Well... I'm pretty sure that I dont need to know the center of mass yet. So I started to guess that the starting Y direction is 1.02 m and the final Y is .900 m so im guessing it's like a parabolic 2-D motion problem but the guy ends up a little further than normal. If I were given an initial velocity I think I can solve this problem, but I can't seem to get the problem going. I've tried the X = Xinitial + Vinitial * t + .5a(t)^2 but that won't work. I've been working on this problem for like 45 mins and I still Don't know how to get kinda started on it.

I was trying to tell you that the problem is just stating .9m as the lowest point that a reference point on the player reaches, and that 1.85m is the highest point. They did that do you know that the problem wasn't starting by counting distance from his shoe and then ending up with his head.

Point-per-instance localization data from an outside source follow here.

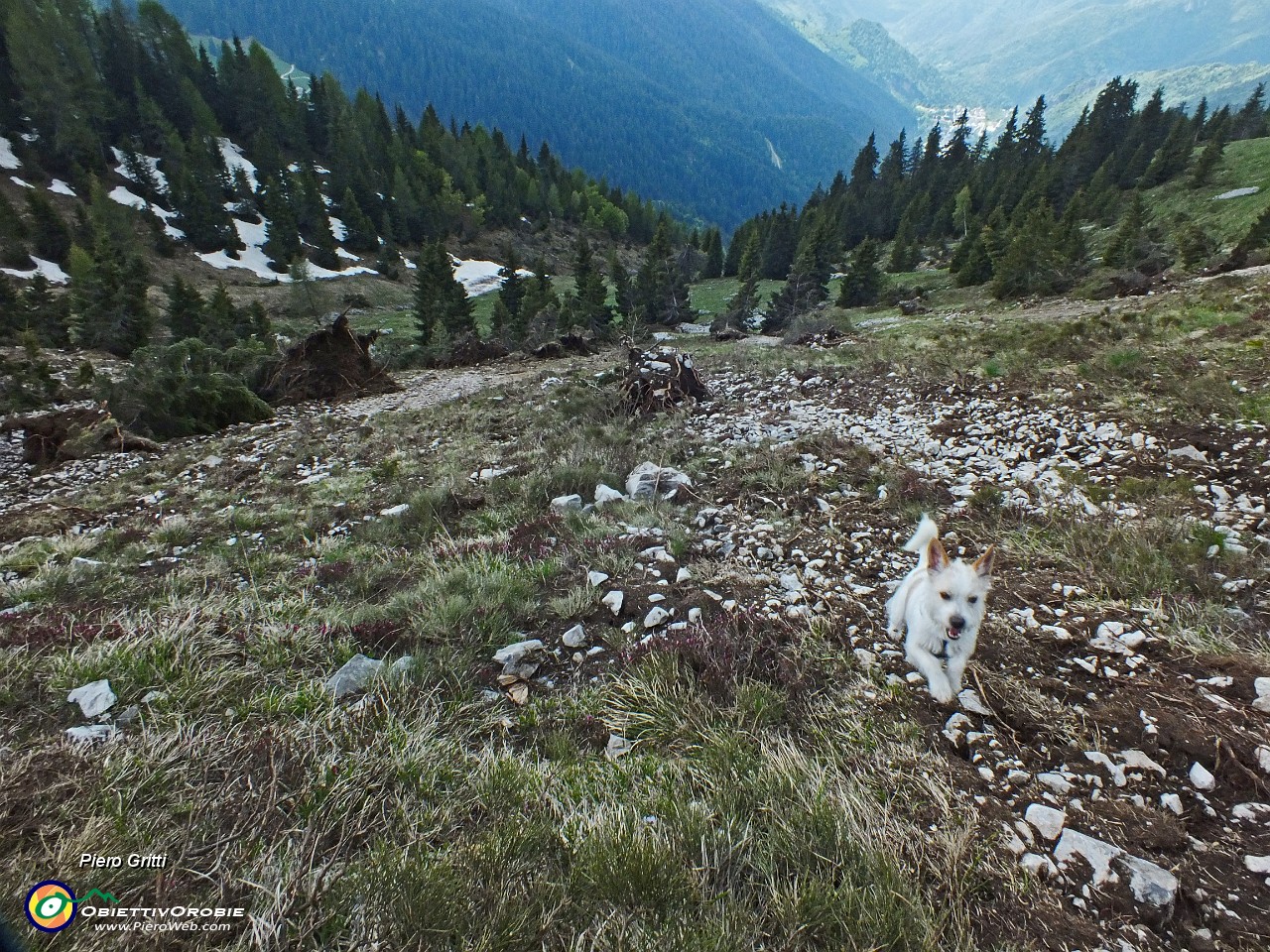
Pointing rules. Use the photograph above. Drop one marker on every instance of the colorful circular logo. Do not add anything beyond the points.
(51, 905)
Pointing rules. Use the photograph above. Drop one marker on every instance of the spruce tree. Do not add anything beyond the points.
(50, 238)
(185, 309)
(862, 284)
(744, 302)
(1206, 163)
(13, 238)
(588, 306)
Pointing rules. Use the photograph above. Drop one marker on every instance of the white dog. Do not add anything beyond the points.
(942, 606)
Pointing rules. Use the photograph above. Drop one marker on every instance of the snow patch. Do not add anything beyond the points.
(1237, 193)
(53, 273)
(234, 159)
(8, 160)
(149, 162)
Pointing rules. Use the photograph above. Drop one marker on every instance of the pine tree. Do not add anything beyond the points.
(441, 302)
(1030, 264)
(744, 302)
(1127, 248)
(714, 255)
(621, 281)
(13, 238)
(358, 230)
(185, 309)
(281, 231)
(862, 284)
(661, 289)
(588, 306)
(1206, 163)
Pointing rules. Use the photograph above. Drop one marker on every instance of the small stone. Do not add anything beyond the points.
(94, 698)
(1151, 885)
(1056, 782)
(354, 675)
(1202, 778)
(969, 699)
(567, 504)
(515, 653)
(1046, 820)
(649, 480)
(656, 616)
(93, 733)
(1039, 865)
(607, 494)
(403, 665)
(617, 747)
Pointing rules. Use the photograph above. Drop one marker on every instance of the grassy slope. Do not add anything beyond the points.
(763, 800)
(1243, 166)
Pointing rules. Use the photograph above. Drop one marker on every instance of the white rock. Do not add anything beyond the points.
(1075, 844)
(615, 599)
(1039, 865)
(607, 494)
(515, 653)
(617, 747)
(1201, 777)
(955, 726)
(656, 616)
(1151, 885)
(649, 480)
(969, 699)
(567, 504)
(354, 675)
(94, 698)
(1046, 820)
(91, 734)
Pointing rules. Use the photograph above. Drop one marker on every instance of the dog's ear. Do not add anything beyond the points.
(983, 565)
(937, 558)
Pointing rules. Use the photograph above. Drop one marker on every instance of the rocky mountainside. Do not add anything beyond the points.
(494, 631)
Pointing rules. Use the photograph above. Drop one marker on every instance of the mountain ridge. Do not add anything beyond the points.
(668, 100)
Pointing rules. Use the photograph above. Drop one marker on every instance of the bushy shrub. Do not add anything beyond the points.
(189, 389)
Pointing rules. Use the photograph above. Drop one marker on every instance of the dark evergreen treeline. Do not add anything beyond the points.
(1015, 207)
(77, 81)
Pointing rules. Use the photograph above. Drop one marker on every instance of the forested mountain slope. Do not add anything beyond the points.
(715, 107)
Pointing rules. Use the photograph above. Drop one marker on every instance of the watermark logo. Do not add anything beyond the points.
(51, 905)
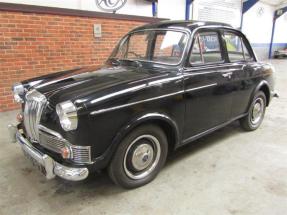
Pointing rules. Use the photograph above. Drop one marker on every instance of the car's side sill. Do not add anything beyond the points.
(192, 138)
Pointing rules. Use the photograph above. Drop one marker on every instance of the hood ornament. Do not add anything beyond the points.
(110, 5)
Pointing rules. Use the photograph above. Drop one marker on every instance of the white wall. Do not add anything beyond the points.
(172, 9)
(132, 7)
(228, 11)
(280, 35)
(256, 27)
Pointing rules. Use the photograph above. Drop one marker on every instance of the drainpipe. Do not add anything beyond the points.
(187, 8)
(277, 14)
(154, 8)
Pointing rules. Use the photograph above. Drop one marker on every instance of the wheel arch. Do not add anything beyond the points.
(167, 124)
(265, 88)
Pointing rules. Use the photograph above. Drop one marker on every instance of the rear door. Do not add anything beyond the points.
(243, 65)
(208, 86)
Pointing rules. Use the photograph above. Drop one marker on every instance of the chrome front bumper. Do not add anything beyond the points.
(50, 167)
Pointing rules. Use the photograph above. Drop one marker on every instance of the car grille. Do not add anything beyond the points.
(34, 105)
(55, 142)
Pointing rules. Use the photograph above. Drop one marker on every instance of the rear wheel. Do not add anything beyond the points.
(256, 113)
(139, 157)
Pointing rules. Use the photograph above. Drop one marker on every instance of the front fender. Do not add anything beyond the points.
(263, 84)
(139, 120)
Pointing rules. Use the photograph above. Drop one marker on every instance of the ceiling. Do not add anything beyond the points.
(275, 2)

There is another section of physics that deals with centers of mass, in 2-d and 3-d, but I this isn't one of those problems.

To your question.... at half the total time, what is true about the y-distance? What is true about the x-distance? What equations can you use to model two dimensional motion?

Päällikkö
Homework Helper
If two balls are shot horizontally with speeds $v_1$ and $v_2$ from the same height $h$, which ball will stay in the air longer (let's forget about the curvature of earth here).

they'd be the same